J’ai l’impression d’ailleurs que la psychanalyse n’a précisément pas de terrain : c’est-à-dire qu’elle se joue dans cet entre-deux, entre une psychanalyse qui rate et une qui réussit. J’ai l’impression que c’est sur les brisés de la première que la seconde réussit, qu’on mène toujours un peu les deux en même temps. Je dis ça car j’ai des griefs contre moi qui n’arrive pas à rejoindre « le terrain », et je comprends bien que je ne fais que le reporter sur la psychanalyse quand je lui en veux de m’entretenir dans ce processus réflexif névrotique (Est-ce que la psychanalyse ne casse pas l’homme comme Freud le fait à la fin de totem et tabou entre sauvage impulsif et névrosé velléitaire ? il faudrait advenir dans ce lieu déserté et réinvestit alors).
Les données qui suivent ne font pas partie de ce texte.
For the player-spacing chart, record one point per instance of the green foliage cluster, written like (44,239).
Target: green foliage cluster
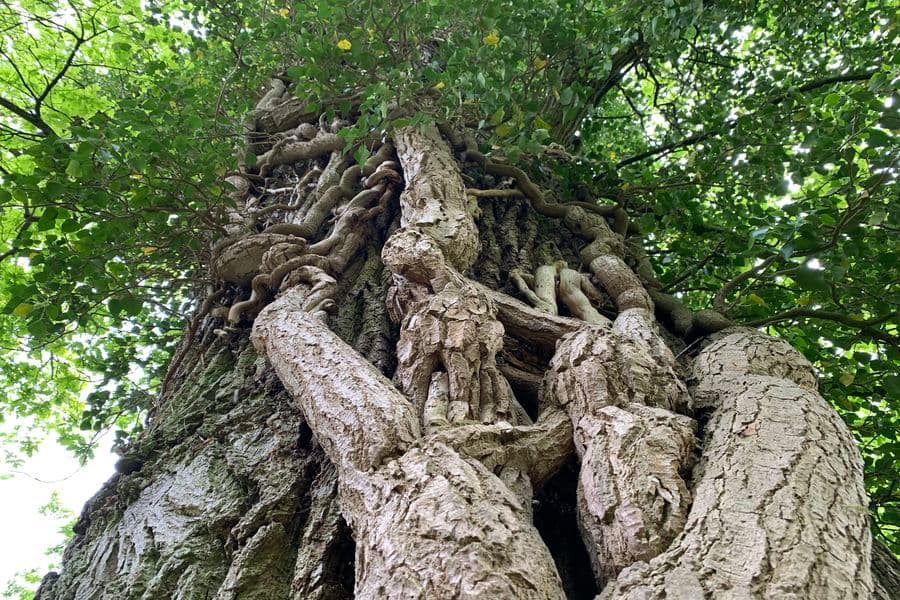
(753,144)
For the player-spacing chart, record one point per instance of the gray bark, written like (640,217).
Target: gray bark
(411,429)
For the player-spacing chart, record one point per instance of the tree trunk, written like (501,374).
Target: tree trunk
(385,417)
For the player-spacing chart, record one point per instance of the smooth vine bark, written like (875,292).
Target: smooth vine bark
(426,380)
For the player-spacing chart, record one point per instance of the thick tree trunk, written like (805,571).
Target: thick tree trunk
(403,427)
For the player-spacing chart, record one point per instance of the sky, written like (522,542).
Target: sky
(25,534)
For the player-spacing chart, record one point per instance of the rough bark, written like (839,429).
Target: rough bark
(476,445)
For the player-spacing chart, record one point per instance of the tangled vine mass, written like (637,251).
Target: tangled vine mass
(678,491)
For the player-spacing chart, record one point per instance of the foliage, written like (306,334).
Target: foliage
(753,144)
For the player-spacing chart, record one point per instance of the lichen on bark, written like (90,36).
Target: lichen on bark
(404,394)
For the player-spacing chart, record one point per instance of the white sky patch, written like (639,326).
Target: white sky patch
(25,533)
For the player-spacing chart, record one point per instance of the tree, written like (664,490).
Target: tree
(500,301)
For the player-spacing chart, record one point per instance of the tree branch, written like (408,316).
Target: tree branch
(732,123)
(867,327)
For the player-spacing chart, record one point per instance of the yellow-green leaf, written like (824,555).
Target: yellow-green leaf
(757,300)
(491,39)
(23,309)
(539,123)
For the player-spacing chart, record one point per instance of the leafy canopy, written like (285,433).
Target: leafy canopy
(753,144)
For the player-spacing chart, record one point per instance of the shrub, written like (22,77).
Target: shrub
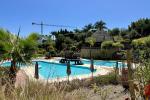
(107,45)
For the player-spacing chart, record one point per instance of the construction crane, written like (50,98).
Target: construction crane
(42,24)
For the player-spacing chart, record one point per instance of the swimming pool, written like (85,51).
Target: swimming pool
(49,70)
(53,70)
(8,64)
(102,63)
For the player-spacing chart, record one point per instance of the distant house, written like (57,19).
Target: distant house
(43,38)
(101,36)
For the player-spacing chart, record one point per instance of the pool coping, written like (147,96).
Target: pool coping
(100,70)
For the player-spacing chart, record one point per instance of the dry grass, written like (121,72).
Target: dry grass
(75,90)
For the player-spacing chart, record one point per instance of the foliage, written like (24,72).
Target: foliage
(114,31)
(91,41)
(100,25)
(141,43)
(111,45)
(142,27)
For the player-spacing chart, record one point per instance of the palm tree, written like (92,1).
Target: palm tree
(100,25)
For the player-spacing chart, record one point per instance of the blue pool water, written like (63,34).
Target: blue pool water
(102,63)
(8,64)
(53,70)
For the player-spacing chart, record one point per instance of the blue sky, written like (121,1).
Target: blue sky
(116,13)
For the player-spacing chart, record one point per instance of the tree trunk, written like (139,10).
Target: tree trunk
(130,75)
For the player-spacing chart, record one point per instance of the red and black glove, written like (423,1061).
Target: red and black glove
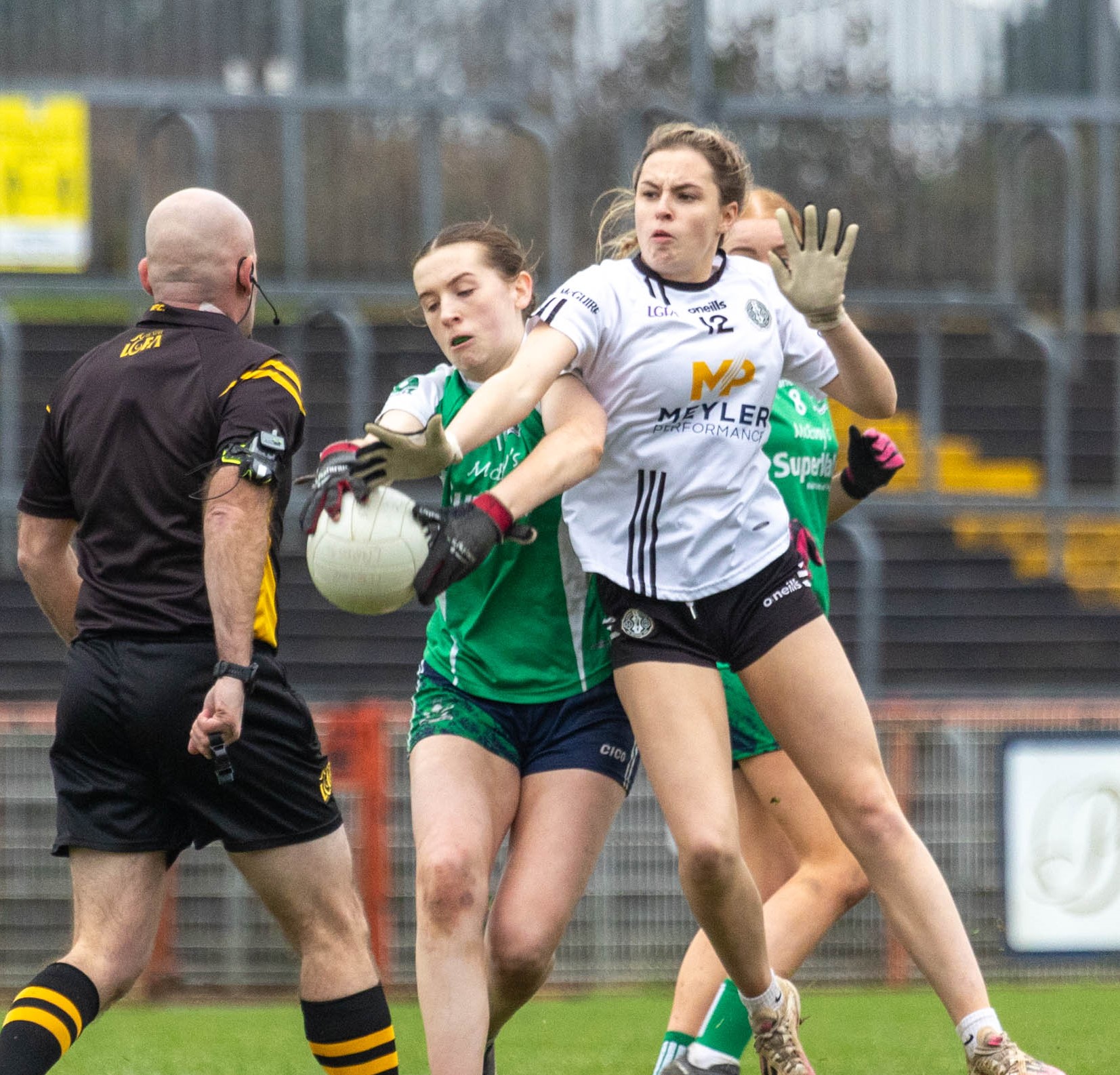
(461,538)
(873,460)
(332,478)
(804,544)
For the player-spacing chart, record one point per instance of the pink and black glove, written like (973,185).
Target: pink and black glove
(804,544)
(461,538)
(332,478)
(873,460)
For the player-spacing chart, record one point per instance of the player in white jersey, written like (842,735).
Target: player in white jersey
(694,566)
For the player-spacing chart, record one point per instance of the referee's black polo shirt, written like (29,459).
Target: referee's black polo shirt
(130,435)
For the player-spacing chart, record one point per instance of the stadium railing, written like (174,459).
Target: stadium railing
(633,924)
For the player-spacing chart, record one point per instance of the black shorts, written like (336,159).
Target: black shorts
(736,626)
(125,779)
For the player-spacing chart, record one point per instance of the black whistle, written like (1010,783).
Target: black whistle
(223,767)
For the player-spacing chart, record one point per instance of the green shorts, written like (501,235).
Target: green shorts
(749,735)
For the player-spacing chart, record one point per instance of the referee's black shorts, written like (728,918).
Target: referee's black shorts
(735,626)
(125,779)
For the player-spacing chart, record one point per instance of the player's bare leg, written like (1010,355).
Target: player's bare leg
(808,878)
(310,890)
(688,757)
(828,879)
(556,840)
(687,752)
(823,723)
(464,800)
(701,974)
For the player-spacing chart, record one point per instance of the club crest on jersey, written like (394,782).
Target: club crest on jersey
(758,313)
(636,624)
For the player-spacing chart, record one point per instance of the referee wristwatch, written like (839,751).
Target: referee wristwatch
(245,673)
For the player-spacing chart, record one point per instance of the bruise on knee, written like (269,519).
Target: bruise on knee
(449,891)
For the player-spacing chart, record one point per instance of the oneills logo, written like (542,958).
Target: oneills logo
(728,375)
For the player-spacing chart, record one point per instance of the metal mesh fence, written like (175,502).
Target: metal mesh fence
(633,924)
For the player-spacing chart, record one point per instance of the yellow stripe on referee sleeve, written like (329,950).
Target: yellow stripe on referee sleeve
(264,619)
(279,378)
(372,1068)
(355,1045)
(53,1023)
(286,369)
(60,1000)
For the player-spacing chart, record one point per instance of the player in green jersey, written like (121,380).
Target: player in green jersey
(806,874)
(516,728)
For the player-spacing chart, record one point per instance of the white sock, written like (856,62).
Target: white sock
(669,1053)
(971,1025)
(706,1057)
(771,999)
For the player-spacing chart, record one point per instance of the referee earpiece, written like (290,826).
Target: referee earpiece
(257,284)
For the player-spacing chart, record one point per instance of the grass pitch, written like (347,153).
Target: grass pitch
(846,1032)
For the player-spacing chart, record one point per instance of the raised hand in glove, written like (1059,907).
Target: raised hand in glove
(873,460)
(332,478)
(804,544)
(461,538)
(812,277)
(400,456)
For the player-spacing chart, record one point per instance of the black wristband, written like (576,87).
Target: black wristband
(848,483)
(245,673)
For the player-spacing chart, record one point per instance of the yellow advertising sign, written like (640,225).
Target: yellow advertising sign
(44,184)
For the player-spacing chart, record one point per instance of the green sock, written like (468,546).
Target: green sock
(726,1027)
(672,1047)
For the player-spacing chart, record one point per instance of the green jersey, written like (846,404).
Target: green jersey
(802,449)
(526,624)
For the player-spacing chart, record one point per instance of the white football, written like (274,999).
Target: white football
(367,559)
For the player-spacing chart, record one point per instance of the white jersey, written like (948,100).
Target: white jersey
(681,506)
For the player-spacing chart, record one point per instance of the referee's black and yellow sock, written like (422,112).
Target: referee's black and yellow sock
(352,1035)
(45,1019)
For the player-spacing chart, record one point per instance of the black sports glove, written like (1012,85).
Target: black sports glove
(804,543)
(461,538)
(332,478)
(873,460)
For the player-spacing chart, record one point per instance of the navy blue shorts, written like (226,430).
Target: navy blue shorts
(587,731)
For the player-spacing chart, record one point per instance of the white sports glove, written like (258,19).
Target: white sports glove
(813,279)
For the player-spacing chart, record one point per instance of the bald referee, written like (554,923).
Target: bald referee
(148,533)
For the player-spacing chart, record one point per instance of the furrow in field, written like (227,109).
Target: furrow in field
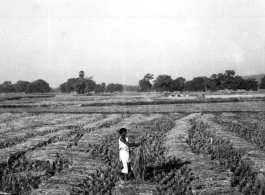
(40,157)
(244,159)
(78,176)
(12,138)
(209,176)
(31,122)
(74,178)
(246,126)
(127,122)
(7,117)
Toujours sur cette question de l’absence de terrain prédéterminé de l’analyse : je suis en train de lire également « le manteau de Spinoza ». Ce livre semble une attaque en règle de la psychanalyse de Milner comme psychanalyse bourgeoise, qui cherche un contrôle policier pour préserver les acquis à quoi l’on oppose le penseur ouvrier, qui change de meublé, Spinoza. J’ai l’impression que cette opposition Milner/Spinoza est un peu ce que met en scène la confrontation de la série « en thérapie », mais de manière moins brutale (moins à charge). Je repense aussi à ce que Stiegler disait à Lordon (indirectement via sa discussion avec Aude Lancelin je crois) : parler du désir à travers Spinoza sans tenir compte des acquis de la psychanalyse ce n’est pas sérieux. Ainsi, le terrain, le réel, c’est peut-être ce qui est dans l’entre deux de ces deux thérapies imaginaires (la bonne et la mauvaise).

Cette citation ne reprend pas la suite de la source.